A.原則として使えませんが、小売業や飲食店などが発行する適格簡易請求書であれば「上様」でもインボイスとして認められます。
Q.宛名が空欄の領収書に自分で会社名を書き足してもいいですか?
A.自分で宛名を書き足すことは改ざんとみなされる恐れがあるため絶対にやめましょう。必ず発行者に依頼して追記や再発行をしてもらってください。

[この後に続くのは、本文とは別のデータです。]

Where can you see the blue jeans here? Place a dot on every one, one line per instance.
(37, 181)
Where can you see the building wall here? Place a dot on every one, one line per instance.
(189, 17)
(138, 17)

Q.3万円未満の支払いなら領収書がなくても大丈夫ですか?
A.インボイス制度では原則として金額にかかわらずインボイスの保存が必要です。ただし、3万円未満の公共交通機関の運賃や自動販売機での購入などは例外として領収書がなくても帳簿のみで認められます。
Q.「上様」の領収書でも経費として落とせますか?
A.業務に関係する支払いであれば経費として落とすことは可能です。ただし、証明力が低くなるため、打ち合わせの相手や目的などを領収書の裏にメモしておくことをおすすめします。
Q.適格簡易請求書(レシート)を発行できるのはどんな業種ですか?
A.不特定多数のお客様と取引を行う小売業、飲食店業、タクシー業、旅行業などが適格簡易請求書を発行できます。
Q.宛名なしのレシートでも消費税の控除は受けられますか?
A.適格簡易請求書を発行できる業種(スーパーや飲食店など)からのレシートであれば、宛名が記載されていなくても消費税の仕入税額控除を受けることができます。